This crate is a draft for a Rust implementation of PyHPO.
:warning: Warning: The library is a work in progress and many function signatures will change. Many functions can panic in one way or another and I used
unwrap
a lot. This made protyping easier, but I'm currently slowly refactoring out those panics.
If you find this project interesting and want to contribute, please get in touch, I could definitely need some help. The code is not yet well documented and does not yet have many tests. At the moment, I'm primarily trying to get a working PoC. Once I'm there, I will adjust many method names and functionality and add more documentation and tests. The library does not contain any error handling and uses unwrap
a lot - I plan to change this once I am ready to stabilize the overall API a bit more.

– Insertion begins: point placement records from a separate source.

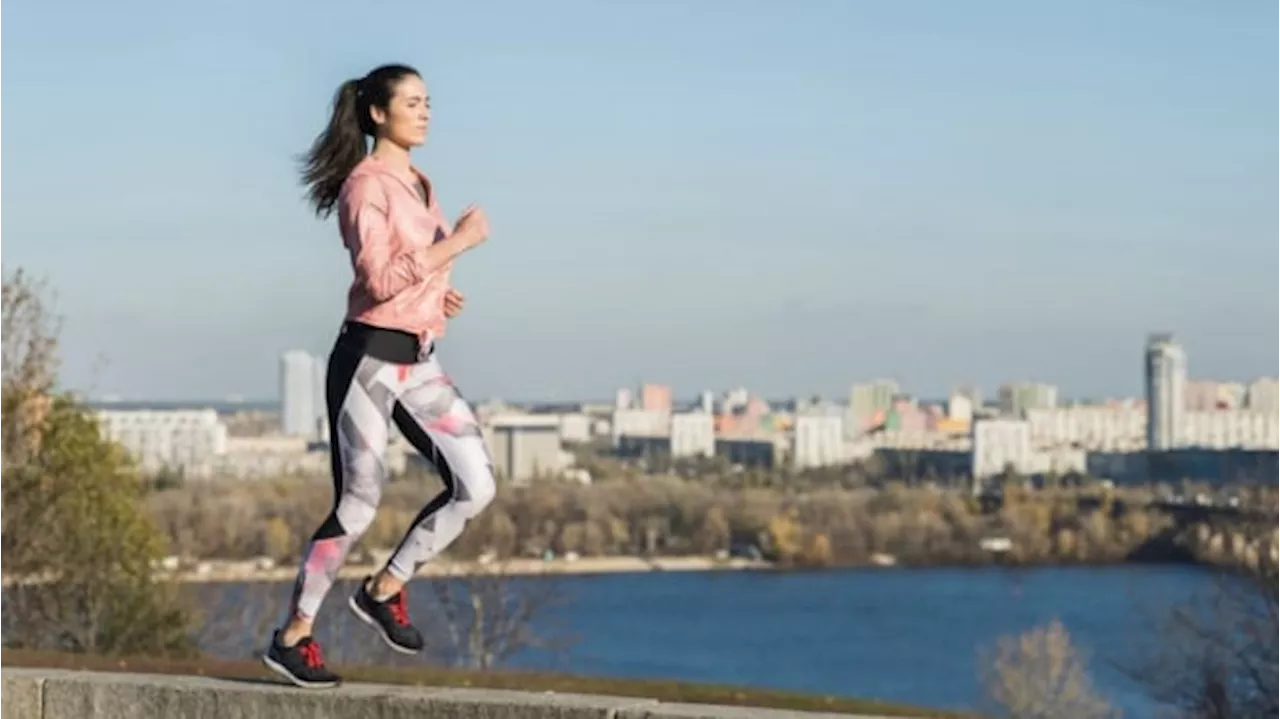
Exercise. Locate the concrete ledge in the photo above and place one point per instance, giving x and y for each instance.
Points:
(51, 694)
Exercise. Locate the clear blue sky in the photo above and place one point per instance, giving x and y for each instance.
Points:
(787, 196)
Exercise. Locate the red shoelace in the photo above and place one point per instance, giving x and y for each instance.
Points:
(311, 654)
(396, 605)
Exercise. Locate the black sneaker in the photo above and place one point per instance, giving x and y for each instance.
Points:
(391, 619)
(301, 664)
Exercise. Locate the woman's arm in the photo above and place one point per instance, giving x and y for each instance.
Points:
(366, 230)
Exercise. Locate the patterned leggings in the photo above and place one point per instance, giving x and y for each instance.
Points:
(365, 394)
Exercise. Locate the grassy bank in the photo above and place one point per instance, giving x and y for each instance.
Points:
(506, 679)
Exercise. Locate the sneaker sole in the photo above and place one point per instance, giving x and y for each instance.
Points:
(279, 669)
(364, 617)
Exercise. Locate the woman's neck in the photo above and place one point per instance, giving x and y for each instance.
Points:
(393, 155)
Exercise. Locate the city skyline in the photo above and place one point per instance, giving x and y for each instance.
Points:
(950, 195)
(293, 363)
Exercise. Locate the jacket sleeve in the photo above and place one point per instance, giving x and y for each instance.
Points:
(366, 230)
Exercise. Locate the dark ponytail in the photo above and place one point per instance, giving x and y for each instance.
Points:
(341, 146)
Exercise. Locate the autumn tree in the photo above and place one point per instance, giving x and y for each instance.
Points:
(485, 617)
(78, 549)
(1041, 674)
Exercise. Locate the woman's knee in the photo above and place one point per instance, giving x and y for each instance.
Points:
(481, 489)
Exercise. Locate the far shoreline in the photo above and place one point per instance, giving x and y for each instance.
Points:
(251, 571)
(256, 571)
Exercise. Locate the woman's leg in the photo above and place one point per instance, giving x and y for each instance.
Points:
(438, 421)
(360, 393)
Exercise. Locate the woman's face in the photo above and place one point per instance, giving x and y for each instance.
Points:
(407, 115)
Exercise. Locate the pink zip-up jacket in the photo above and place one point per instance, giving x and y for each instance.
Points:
(385, 228)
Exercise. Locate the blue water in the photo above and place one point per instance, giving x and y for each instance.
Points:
(905, 635)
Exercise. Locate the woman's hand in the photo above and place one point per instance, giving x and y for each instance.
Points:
(453, 301)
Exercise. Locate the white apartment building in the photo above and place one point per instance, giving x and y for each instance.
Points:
(1264, 395)
(575, 427)
(526, 445)
(178, 439)
(960, 407)
(818, 442)
(693, 434)
(1097, 427)
(1001, 443)
(1239, 429)
(640, 422)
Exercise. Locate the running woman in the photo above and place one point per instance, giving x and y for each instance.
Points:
(383, 369)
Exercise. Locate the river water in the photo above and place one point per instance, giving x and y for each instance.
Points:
(905, 635)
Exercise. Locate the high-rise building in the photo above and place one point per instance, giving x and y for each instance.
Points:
(868, 403)
(1166, 390)
(656, 398)
(298, 411)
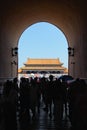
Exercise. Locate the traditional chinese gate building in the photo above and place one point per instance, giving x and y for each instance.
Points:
(43, 66)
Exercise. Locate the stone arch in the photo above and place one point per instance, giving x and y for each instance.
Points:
(69, 16)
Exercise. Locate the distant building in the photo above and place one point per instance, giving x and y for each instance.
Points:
(38, 67)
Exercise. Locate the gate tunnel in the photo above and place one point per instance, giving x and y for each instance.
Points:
(70, 16)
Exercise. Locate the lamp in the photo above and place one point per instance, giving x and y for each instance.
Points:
(71, 51)
(14, 62)
(14, 51)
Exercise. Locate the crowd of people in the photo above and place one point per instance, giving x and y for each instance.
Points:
(57, 97)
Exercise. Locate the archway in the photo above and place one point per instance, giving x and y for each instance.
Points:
(43, 40)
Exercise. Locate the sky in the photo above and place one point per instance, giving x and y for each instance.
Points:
(42, 40)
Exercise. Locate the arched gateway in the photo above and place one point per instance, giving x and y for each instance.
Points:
(70, 16)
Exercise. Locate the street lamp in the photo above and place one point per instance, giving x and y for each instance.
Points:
(14, 51)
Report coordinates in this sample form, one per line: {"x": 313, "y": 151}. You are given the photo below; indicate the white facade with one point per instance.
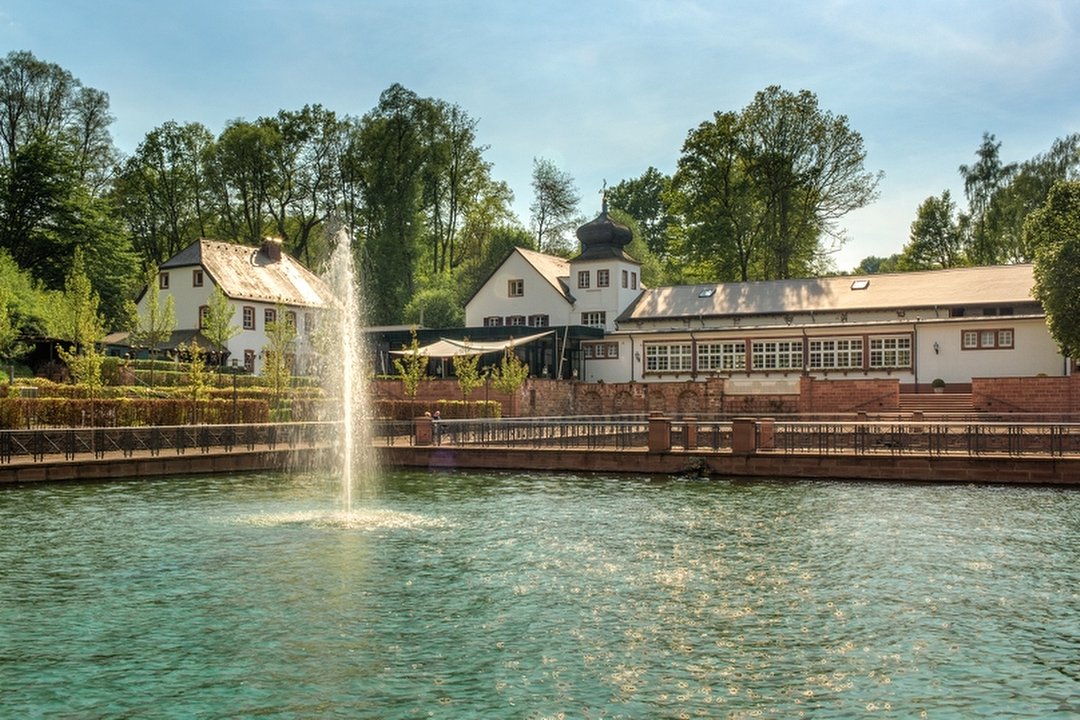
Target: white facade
{"x": 258, "y": 284}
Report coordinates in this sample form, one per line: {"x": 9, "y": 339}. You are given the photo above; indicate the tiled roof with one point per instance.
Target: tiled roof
{"x": 248, "y": 273}
{"x": 1001, "y": 285}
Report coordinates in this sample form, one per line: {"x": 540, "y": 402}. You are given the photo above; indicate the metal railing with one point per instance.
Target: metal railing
{"x": 71, "y": 443}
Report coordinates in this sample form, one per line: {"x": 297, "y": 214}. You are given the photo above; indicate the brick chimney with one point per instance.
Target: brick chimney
{"x": 271, "y": 247}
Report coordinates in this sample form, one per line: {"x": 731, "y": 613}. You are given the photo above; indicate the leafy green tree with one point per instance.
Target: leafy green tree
{"x": 643, "y": 199}
{"x": 412, "y": 367}
{"x": 935, "y": 241}
{"x": 217, "y": 326}
{"x": 435, "y": 307}
{"x": 982, "y": 181}
{"x": 162, "y": 190}
{"x": 1053, "y": 232}
{"x": 154, "y": 327}
{"x": 470, "y": 377}
{"x": 510, "y": 375}
{"x": 759, "y": 191}
{"x": 554, "y": 206}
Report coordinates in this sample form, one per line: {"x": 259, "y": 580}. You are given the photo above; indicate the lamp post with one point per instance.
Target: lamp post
{"x": 233, "y": 391}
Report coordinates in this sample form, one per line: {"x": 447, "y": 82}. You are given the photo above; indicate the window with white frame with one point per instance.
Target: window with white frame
{"x": 594, "y": 318}
{"x": 670, "y": 357}
{"x": 777, "y": 354}
{"x": 835, "y": 353}
{"x": 721, "y": 355}
{"x": 891, "y": 351}
{"x": 987, "y": 339}
{"x": 601, "y": 350}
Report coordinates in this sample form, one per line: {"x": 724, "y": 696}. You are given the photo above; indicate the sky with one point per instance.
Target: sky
{"x": 605, "y": 89}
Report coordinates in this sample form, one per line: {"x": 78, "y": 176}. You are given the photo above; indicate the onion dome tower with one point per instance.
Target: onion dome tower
{"x": 603, "y": 238}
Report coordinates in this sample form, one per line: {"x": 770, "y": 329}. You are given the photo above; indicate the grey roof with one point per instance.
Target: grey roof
{"x": 248, "y": 273}
{"x": 1001, "y": 285}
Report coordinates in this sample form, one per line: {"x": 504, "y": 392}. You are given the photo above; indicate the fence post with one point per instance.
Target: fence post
{"x": 660, "y": 434}
{"x": 422, "y": 430}
{"x": 743, "y": 435}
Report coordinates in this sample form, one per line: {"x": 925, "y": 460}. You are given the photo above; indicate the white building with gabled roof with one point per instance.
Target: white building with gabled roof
{"x": 258, "y": 282}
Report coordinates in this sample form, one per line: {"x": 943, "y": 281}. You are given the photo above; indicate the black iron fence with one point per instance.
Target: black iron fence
{"x": 71, "y": 443}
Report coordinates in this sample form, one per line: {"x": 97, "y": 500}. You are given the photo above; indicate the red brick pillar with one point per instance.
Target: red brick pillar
{"x": 690, "y": 433}
{"x": 660, "y": 434}
{"x": 422, "y": 430}
{"x": 743, "y": 435}
{"x": 766, "y": 433}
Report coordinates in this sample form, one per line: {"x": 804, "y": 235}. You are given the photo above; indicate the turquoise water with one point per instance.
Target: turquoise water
{"x": 528, "y": 596}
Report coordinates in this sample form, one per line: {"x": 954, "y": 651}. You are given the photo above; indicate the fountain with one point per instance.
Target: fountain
{"x": 348, "y": 372}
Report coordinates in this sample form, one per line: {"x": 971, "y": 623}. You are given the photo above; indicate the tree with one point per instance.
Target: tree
{"x": 217, "y": 325}
{"x": 156, "y": 326}
{"x": 510, "y": 375}
{"x": 412, "y": 366}
{"x": 162, "y": 191}
{"x": 759, "y": 191}
{"x": 1053, "y": 231}
{"x": 554, "y": 206}
{"x": 982, "y": 181}
{"x": 467, "y": 367}
{"x": 643, "y": 199}
{"x": 935, "y": 240}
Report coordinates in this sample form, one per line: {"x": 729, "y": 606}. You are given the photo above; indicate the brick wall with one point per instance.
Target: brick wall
{"x": 1058, "y": 395}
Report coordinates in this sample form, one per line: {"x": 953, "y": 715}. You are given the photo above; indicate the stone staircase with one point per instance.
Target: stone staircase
{"x": 936, "y": 403}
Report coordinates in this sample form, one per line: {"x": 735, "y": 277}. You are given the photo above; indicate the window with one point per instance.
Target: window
{"x": 777, "y": 354}
{"x": 721, "y": 355}
{"x": 988, "y": 339}
{"x": 891, "y": 351}
{"x": 674, "y": 357}
{"x": 835, "y": 353}
{"x": 595, "y": 318}
{"x": 601, "y": 350}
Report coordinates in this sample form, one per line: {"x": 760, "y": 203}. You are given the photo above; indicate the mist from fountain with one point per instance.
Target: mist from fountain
{"x": 348, "y": 376}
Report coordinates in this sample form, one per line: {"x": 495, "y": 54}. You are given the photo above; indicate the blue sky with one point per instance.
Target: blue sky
{"x": 603, "y": 87}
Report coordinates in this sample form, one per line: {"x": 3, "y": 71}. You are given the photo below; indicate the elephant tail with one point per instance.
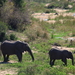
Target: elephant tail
{"x": 0, "y": 50}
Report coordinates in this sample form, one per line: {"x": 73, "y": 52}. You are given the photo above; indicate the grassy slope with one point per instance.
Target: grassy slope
{"x": 41, "y": 47}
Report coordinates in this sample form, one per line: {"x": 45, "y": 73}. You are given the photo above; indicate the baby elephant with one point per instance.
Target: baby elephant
{"x": 60, "y": 54}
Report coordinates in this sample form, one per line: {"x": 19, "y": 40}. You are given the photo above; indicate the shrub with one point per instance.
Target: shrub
{"x": 16, "y": 18}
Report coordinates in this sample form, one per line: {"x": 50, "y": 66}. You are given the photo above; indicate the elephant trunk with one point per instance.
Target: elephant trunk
{"x": 72, "y": 61}
{"x": 30, "y": 52}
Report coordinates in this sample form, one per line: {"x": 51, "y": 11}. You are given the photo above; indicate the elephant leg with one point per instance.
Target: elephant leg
{"x": 4, "y": 56}
{"x": 53, "y": 62}
{"x": 65, "y": 61}
{"x": 7, "y": 59}
{"x": 19, "y": 55}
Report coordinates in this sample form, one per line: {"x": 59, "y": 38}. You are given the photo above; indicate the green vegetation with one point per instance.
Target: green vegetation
{"x": 16, "y": 23}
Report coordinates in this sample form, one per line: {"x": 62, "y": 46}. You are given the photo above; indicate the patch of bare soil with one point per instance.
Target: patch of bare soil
{"x": 48, "y": 17}
{"x": 63, "y": 48}
{"x": 12, "y": 71}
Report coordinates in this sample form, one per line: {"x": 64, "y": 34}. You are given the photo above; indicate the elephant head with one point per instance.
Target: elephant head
{"x": 68, "y": 55}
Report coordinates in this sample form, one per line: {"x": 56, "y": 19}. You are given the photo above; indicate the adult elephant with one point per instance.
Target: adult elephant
{"x": 60, "y": 54}
{"x": 16, "y": 47}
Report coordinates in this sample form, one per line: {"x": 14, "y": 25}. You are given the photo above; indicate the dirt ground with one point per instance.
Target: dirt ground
{"x": 8, "y": 72}
{"x": 48, "y": 17}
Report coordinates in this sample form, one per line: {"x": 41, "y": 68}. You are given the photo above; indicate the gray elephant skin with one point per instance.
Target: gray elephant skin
{"x": 16, "y": 47}
{"x": 56, "y": 54}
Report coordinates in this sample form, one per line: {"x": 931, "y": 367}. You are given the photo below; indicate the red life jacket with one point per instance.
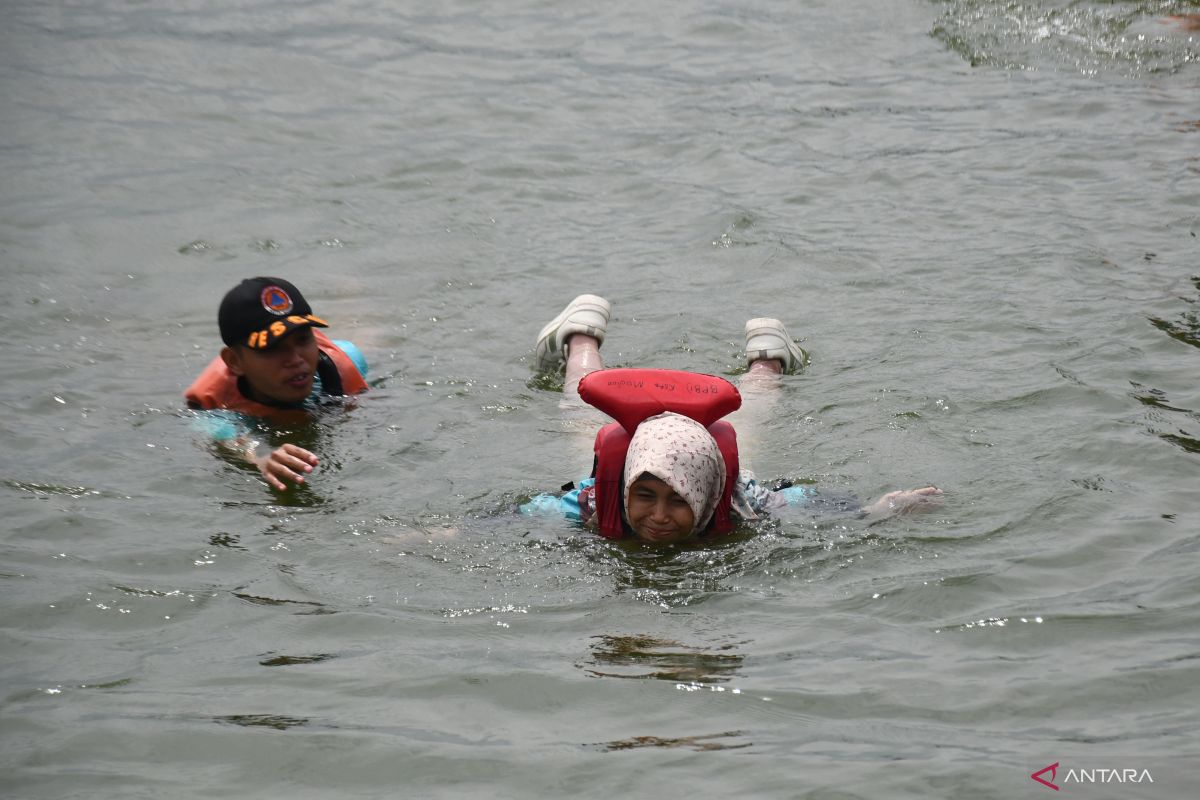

If you have another usecase for the hpo
crate namespace and would like to use it, please let me know. I don't want to block the crate name if there are better use-cases for it.
HPO, the Human Phenotype Ontology is a standard vocabulary of phenotypic abnormalities in human diseases. It is an Ontology, so all terms are connected to each other, similar to a directed graph.
This crate should give some convinient APIs to work with the ontology. The main goals are to compare terms to each other and also compare group of terms to each other.
For example, the terms Migraine without aura
and Migraine with aura
are more similar to each other than Migraine
and Seizure
. To add more complexity, patients usually have more than one phenotypical abnormality. So in order to compare two patients to each other, we must cross-compare all individual terms. Eventually we might want to cluster hundreds or thousands of patients based on phenotypical similarity.
The PyHPO Python library provides functionality for these comparisons, providing several different similarity and grouping algorithms. However, since its written in Python it is rather slow. Unfortunately the design of PyHPO does not allow multithreading or parallel processing, which makes scaling rather difficult.
I want to overcome these limitations here with a Rust library.
There is some info about the plans for the implementation in the Technical Design document
At the moment, not all functionality in here is working, but most of it is. Check out the examples
folder in the Github repository for some ways to use it.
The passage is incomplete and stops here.